The astonishment of the reviewers cited on the dust jacket clearly owes much to the fact that many of them who have written extensively about democratization seem to have ignored or overlooked the entire issue of civil-military relations. Sixteen years after the end of Communist control in Russia this omission remains incomprehensible. As Barany forcefully and correctly argues, the challenges involved in effectuating democratic civilian control over the armed forces (and the same holds true for the police, a subject nobody seems to have considered) go to the core of the issues involved in democratization. Furthermore, Barany notes, they also go far in explaining the recent developments in Russian foreign and defense policy which are ever more overtly antiwestern. Antiliberalism and antiwesternism are not accidentally conjoined. Rather, as the author rightfully concludes, they go hand-in-hand and are traceable to the unwillingness to carry out the needed reforms.

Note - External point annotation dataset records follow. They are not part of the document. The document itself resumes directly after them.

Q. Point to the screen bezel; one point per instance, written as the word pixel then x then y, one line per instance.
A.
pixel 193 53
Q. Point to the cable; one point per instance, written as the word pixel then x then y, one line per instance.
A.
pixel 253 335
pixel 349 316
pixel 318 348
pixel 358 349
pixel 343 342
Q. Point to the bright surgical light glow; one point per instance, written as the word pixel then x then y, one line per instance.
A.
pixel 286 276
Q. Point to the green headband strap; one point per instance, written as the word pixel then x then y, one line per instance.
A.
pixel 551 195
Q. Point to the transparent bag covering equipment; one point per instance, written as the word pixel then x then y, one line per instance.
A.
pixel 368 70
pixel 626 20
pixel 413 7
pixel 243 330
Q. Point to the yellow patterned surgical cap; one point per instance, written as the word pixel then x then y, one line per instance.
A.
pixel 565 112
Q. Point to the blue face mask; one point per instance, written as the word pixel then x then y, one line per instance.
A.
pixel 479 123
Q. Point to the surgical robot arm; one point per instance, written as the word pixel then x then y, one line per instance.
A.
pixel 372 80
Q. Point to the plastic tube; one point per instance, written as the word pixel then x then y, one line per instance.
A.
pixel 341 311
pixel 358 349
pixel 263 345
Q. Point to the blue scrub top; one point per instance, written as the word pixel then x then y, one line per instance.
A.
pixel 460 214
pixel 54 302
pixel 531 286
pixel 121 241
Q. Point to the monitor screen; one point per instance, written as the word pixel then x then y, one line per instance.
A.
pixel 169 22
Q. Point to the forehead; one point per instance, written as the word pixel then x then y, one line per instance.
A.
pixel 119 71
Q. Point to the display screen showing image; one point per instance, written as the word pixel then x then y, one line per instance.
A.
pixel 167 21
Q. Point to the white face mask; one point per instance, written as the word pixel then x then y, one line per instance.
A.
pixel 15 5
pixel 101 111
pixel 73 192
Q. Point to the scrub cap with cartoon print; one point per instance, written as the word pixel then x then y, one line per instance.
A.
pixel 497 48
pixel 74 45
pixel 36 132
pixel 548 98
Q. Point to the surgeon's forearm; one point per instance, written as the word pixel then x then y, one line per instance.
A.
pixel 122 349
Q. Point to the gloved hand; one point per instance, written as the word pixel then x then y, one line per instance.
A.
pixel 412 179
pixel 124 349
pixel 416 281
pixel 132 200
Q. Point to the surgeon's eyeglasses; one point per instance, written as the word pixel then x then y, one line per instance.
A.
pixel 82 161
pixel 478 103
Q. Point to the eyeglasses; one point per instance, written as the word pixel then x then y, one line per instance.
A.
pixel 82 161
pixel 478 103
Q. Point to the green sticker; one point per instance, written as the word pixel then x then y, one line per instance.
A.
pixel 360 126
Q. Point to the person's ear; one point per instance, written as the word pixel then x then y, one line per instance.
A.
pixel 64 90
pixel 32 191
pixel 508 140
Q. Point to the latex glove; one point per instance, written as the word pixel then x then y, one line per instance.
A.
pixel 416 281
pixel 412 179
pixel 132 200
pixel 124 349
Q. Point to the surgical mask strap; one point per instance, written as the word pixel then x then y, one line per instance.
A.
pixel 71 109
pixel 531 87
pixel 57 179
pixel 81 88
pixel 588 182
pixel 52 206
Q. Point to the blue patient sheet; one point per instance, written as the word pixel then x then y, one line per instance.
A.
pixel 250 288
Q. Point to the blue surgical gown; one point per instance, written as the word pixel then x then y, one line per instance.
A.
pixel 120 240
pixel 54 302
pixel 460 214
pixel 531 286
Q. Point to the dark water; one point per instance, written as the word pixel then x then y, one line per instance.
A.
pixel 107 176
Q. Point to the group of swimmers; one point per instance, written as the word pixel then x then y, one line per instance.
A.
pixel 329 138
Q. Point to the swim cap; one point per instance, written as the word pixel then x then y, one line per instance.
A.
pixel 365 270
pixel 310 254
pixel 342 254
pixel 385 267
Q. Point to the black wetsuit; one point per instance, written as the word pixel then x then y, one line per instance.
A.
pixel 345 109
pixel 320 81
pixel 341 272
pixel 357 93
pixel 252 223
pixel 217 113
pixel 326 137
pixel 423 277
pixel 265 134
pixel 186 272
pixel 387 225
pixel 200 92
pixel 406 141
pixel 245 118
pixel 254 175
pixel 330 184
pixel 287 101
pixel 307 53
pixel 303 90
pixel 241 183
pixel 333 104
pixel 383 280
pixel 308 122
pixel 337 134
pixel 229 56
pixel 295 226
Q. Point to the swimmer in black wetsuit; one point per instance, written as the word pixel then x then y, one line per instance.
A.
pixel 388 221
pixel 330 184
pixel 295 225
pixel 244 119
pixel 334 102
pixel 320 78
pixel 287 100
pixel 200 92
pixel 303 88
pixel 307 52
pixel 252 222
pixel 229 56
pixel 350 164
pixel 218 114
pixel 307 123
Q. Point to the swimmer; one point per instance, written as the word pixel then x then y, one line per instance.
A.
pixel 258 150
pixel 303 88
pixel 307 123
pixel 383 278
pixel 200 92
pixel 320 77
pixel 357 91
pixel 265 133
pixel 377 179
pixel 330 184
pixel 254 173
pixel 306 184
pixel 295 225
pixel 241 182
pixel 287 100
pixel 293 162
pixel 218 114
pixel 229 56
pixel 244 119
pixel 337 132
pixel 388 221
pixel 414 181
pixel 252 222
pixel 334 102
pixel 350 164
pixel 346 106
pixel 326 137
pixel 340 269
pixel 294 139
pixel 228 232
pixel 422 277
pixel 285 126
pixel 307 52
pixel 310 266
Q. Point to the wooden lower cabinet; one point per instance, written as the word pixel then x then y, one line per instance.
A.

Among the many merits of this book is its clear, transparent, and economical style. Barany accomplishes what few in the profession have done. Namely, he is able to use sophisticated theoretical concepts from political science in ways that not only illuminate actual politics but which are readable and enhance the reader's understanding of the issues at stake. While his thesis should not come as a surprise to the handful of specialists who have labored to understand Russian defense policies since the end of the Soviet Union, it will probably be something of a revelation to the vast majority of political scientists who have neglected this dimension of Russia's transformation. Perhaps the gap between scholars looking at democratization and those studying foreign and defense policy may be narrowed as a result of this excellent book. That gap may be the cause of some of the evident failure among many experts to comprehend just how antiwestern Russian foreign and defense policy has become.
This disconnect among experts in the Russian field may exist elsewhere and also clouds our attention of the fact that the organization of the armed forces and the police agency in any state are among the core issues of that state's constitution. That term is used not just to refer to a document but rather to the reality of how the powers that make up the state are constituted and organized. Close examination of these issues in any political system should lead analysts to realize that these processes exercise a decisive influence on the state's defense and foreign policies. Russia's evolution under Yeltsin and Putin since 1993, especially the decisive moment in post-Soviet transition when democracy died after Yeltsin used force to ensure that he would be an unaccountable and unlimited president with a full panoply of power, should not surprise the West. If this well-written and cogently argued book helps readers to overcome that surprise, then it will have been amply worth the time devoted to reading it.